Error in scientific testing, and how it applies to NASA's recent publication on their seemingly-impossible, physics-breaking 'EM-Drive'

There's basically two types of error: statistical and systematic.

There's basically two types of error: statistical and systematic.

Statistical errors are caused by random fluctuations. You can never make them go away, but you can reduce them by taking more and more measurements. And you can try to manage them to optimizing your experiment. For example, you can use the concept of the Fisher information and the Cramer-Rao bound to figure out the best case scenario for your statistical uncertainty before you even run your experiment. You can figure out how to do your measurements to get the smallest statistical uncertainty on the parameter(s) you're trying to measure.
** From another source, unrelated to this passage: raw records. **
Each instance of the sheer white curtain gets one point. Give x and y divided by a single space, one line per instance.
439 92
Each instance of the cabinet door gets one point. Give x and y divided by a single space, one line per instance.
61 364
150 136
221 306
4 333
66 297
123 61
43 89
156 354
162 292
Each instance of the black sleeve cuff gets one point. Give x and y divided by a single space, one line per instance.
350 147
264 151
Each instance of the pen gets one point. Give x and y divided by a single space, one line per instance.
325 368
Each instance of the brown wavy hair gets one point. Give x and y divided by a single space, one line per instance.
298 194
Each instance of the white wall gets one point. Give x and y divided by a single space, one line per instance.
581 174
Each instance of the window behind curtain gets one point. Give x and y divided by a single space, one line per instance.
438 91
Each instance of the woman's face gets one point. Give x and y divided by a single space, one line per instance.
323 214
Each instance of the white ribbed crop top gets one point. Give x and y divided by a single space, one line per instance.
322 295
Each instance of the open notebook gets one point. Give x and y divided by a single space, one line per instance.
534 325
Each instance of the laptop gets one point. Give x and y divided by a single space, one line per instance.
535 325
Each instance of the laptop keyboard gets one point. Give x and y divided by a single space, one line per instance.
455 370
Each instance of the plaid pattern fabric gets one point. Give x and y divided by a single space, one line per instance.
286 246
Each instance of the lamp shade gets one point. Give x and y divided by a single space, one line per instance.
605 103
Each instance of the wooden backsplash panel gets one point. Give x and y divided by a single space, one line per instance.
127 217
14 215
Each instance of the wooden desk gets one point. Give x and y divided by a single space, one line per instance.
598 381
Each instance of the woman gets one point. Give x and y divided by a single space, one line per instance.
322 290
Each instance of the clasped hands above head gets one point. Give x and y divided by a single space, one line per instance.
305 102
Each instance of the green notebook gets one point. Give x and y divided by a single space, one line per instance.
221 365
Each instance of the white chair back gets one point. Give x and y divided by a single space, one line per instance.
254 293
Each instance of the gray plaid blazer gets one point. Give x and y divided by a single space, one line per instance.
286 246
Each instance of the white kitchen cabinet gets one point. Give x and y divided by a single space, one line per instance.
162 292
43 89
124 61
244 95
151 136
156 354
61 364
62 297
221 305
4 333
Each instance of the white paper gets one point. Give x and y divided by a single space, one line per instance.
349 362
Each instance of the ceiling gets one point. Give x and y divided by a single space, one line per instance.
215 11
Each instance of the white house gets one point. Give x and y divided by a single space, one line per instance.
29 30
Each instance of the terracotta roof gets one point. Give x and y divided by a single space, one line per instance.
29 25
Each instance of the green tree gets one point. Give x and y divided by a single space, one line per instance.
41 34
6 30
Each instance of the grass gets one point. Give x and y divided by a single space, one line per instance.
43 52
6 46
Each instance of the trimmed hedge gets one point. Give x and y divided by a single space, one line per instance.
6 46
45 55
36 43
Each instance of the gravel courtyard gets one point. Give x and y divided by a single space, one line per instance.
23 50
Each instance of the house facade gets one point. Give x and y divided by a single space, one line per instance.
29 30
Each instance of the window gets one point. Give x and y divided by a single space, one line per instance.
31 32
Eagleworks at least attempted to handle their statistical errors. I think they made a little table with the uncertainties from the specs of all their instruments, and added the relative errors in quadrature (standard error propagation).

But then there's the entire other kind of uncertainty which is not accounted for at all. They wrote a few little paragraphs about possible sources of systematic errors, but they didn't quantify any of them. And there are ways they could have tried to control for them, but they didn't do so. Anyway, so statistical errors are random fluctuations about the mean of your estimator (which is hopefully the true value of the estimator is unbiased and you have negligible systematic uncertainty). But systematic errors are an offset, or bias away from the true value. Think of it this way, if you could completely eliminate all statistical error (clearly impossible), the systematic error of your measurement is how far off your estiator is from the true value.

If the thrust of the drive is exactly zero, but some kind of systematic effect makes you measure a constant 1 uN (consider that to be the mean value of your estimator after infinitely many trials, so we can ignore statistical uncertainty), then your data has a bias of 1 uN.

If you know exactly what your bias is, you can subtract it off. Or if you know exactly what's causing it, you can try to fix it and run the experiment again. Both both of these things are generally very hard to do.

The ideal situation for an experimental physicist is to estimate some theoretical parameter with minimum statistical uncertainty, in a way that the mean squared error is dominated by statistical uncertainty. That is, design your experiment such that systematic errors are negligible and statistical errors are manageable.

Unfortunately that's not the kind of experiment Eagleworks is doing. In fact their error could very well be dominated by systematics. If they more carefully considered their systematic errors, it could be that their error bars extend to below zero, meaning that the whole measurement is consistent with zero thrust: a null result.

So not handling your errors properly can literally mean the difference between "I see thrust" and "I don't see thrust", the entire purpose of the experiment. I hope that drives home how absolutely necessary it is, and I hope that clarifies why I said above that their number is meaningless without proper error bars.

Eagleworks is attempting to measure a very small quantity, very close to a physical boundary (since the magnitude of the thrust force can't be negative).

The standard statistical approach here, assuming they can't make a measurement where their full error bars are inconsistent with zero, would be to try to set and upper limit for the thrust the drive produces. This is where you'd use confidence intervals, and you'd say that "With 95% confidence, the thrust is below 2 uN", or something like that.

That way you're not guaranteeing that it's nonzero. Rather you're saying that if it's nonzero, it's likely less than 2 uN.

It seems to me like EW is coming at this with a different mindset than physicists go at their experiments. It seems to me like Harold White's thought process is something along the lines of "I have a pet project, and I'm going to prove it works." Whereas a physicist would be thinking "I have an idea, I need to try to prove it wrong in any way I possibly can, and if it survives, it's worthy of being reported to the physics community."